A significant number of PE firms which were looking to exit investments made five to seven years ago are forced to rethink the possibilities.
Industry experts said PE exits may slow given the current market scenario, though with the rupee now getting stronger against the dollar, things might change.
Rajeev Gupta, founder of advisory firm Arpwood Capital and former head of Carlyle India, feels if somebody looking to exit may postpone the plans and wait for the exchange scenario to improve in the near future. “It does cause people to pause and re-assess whether the price is acceptable or not. While PE firms do take this approach, it’s not really a show stopper for those sitting on significant returns,” he said.
A weak rupee impacts the potential returns on investments of a PE firm, which ideally expects an internal rate of return (IRR) of 20% and 25% or more. The rupee has depreciated significantly over the last few years from an average of 40.24 to a dollar in 2007-08 to an average of 58.16 in the current fiscal thus far.
Avinash Gupta, national leader and head - financial advisory services, Deloitte, said exit scenario is not deeply impacted by currency exchange rate.
“It is affected more with what is happening to the underlying businesses even before the currency has its own impact.
Besides, exit opportunities also play a significant role,” said Gupta.
Interestingly, while $100 billion of PE money has been invested across 5,500 deals or so, only 1,100 have returned 25% of the money. So there are 4,000 odd deals aggregating $75 billion that have not gone back, and the key reason is that the businesses have not performed well, said Gupta.
Considering that the rupee has depreciated 44.53% against the dollar during this period, PE firms wanting to exit will have to compromise on their IRR expectations in a big way. The only exception, however, would be those which invested at very lucrative levels and had carefully provisioned the forex impact.

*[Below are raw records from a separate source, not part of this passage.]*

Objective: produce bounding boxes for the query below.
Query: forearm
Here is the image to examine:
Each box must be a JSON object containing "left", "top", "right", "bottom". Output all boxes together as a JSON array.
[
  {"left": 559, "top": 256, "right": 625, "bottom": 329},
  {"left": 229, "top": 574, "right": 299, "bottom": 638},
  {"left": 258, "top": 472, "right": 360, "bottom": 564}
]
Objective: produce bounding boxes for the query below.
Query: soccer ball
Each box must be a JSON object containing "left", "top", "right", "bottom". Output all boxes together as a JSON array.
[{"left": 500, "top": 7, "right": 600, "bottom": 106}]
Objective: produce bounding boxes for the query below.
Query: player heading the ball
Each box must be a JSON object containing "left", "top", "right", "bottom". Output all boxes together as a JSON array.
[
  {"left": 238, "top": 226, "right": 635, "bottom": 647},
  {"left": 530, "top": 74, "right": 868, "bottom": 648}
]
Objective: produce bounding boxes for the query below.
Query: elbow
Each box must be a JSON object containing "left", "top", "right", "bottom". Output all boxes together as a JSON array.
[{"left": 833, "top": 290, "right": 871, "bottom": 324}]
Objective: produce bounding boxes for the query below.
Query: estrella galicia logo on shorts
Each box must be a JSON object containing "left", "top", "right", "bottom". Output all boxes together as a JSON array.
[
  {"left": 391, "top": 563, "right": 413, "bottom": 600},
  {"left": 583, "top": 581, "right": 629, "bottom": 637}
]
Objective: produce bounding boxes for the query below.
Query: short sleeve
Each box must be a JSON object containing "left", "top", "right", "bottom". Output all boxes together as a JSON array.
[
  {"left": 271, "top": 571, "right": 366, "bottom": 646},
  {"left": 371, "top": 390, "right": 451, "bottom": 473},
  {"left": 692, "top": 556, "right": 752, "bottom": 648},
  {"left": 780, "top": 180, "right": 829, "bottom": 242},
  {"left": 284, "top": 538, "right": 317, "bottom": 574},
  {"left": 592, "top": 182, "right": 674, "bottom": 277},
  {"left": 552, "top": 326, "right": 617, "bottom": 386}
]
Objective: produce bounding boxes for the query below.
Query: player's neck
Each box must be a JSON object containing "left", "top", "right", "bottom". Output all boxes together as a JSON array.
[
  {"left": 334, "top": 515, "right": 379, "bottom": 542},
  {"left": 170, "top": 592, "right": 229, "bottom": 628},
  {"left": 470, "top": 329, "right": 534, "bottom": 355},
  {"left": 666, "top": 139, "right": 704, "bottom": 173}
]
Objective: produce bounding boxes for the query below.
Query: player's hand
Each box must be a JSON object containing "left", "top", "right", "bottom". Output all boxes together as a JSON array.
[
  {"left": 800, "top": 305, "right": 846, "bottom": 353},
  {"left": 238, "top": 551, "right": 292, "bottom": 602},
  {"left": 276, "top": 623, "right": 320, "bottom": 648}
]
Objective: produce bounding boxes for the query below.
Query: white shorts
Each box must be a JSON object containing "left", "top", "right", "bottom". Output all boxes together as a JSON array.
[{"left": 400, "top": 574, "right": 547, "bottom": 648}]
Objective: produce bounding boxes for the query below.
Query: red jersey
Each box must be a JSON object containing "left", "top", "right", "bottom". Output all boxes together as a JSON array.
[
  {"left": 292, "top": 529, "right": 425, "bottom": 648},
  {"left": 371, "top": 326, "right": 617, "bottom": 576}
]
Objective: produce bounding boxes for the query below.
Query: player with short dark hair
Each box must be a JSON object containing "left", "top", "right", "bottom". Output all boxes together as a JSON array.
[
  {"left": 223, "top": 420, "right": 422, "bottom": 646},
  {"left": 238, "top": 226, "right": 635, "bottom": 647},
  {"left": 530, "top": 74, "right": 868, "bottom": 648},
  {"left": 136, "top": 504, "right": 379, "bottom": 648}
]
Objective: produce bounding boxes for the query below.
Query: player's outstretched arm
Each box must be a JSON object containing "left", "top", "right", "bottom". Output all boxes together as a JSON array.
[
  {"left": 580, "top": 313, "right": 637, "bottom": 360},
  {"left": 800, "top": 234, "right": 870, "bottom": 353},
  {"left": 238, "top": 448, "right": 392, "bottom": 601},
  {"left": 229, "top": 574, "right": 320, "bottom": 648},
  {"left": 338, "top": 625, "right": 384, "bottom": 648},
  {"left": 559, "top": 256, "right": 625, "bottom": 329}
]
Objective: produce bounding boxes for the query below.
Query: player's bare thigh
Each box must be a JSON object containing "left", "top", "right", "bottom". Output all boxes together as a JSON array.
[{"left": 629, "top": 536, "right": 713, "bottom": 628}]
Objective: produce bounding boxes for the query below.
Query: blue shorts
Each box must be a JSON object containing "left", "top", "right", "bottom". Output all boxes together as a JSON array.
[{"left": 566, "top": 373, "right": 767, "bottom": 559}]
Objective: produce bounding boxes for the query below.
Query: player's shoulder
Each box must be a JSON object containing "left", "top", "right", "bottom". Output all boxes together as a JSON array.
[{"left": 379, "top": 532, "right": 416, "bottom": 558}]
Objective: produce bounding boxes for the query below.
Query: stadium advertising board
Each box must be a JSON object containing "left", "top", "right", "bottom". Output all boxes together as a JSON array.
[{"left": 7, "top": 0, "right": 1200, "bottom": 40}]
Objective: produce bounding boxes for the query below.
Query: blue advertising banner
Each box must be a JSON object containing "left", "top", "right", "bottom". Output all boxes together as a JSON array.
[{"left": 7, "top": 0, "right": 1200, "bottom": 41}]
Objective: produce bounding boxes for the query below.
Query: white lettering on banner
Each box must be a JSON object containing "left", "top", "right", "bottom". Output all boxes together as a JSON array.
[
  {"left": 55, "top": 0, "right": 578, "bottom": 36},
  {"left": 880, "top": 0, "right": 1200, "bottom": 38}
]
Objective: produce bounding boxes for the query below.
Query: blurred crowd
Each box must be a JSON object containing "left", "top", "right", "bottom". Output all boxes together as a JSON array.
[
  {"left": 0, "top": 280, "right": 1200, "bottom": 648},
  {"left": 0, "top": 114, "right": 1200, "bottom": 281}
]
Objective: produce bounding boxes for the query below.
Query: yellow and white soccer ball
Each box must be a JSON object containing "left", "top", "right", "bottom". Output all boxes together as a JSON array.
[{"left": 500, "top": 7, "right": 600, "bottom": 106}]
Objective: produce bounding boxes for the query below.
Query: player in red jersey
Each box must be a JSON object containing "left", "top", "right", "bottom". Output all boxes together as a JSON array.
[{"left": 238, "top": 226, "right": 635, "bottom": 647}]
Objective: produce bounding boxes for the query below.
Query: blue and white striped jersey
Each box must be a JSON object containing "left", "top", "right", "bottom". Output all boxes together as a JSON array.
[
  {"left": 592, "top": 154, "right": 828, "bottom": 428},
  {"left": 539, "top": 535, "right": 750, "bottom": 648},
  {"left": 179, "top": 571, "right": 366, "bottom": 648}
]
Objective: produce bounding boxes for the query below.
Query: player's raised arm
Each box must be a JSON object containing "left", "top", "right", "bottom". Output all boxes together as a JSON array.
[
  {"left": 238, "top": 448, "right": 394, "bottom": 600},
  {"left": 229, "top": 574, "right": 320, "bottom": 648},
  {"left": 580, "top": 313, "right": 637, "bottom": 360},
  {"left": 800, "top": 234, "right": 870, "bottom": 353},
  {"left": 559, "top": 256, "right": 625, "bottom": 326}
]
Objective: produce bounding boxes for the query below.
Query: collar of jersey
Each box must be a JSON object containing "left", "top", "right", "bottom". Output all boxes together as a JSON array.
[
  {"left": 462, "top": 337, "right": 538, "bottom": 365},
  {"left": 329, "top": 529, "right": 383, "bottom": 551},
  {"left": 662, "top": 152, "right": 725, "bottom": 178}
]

Deepak Ladha, executive director, Ladderup Corporate Advisory, said, “Private equity exits would be affected as the returns in dollar terms would be much lower than in local currency terms owing to weak rupee. This directly impacts the returns generated by the general partners (GPs) for their limited partners (LPs).”
LPs are large global investors or entities which invest in the funds raised by general partners (GPs) or PE firms, which, in turn, invest it in companies with the objective of returning the money to LPs with significant returns.
A senior official from a leading investment advisory firm said whether to exit the investment or wait for an opportune time is certainly playing on the back of PE firms’ minds.
“It’s a very challenging scenario and investment firms are being very careful in their approach. Profitable exits have always been a huge problem in India and a weak rupee is only making things more difficult by impacting margins,” said the official.
The decision to exit, experts said, is based on many factors – most important being the life of the fund and the cushion that the fund has in terms of remaining years before the close of the fund.
In case the fund life is coming to a close, the PE firm is left with very little option and is forced to go ahead with the exit.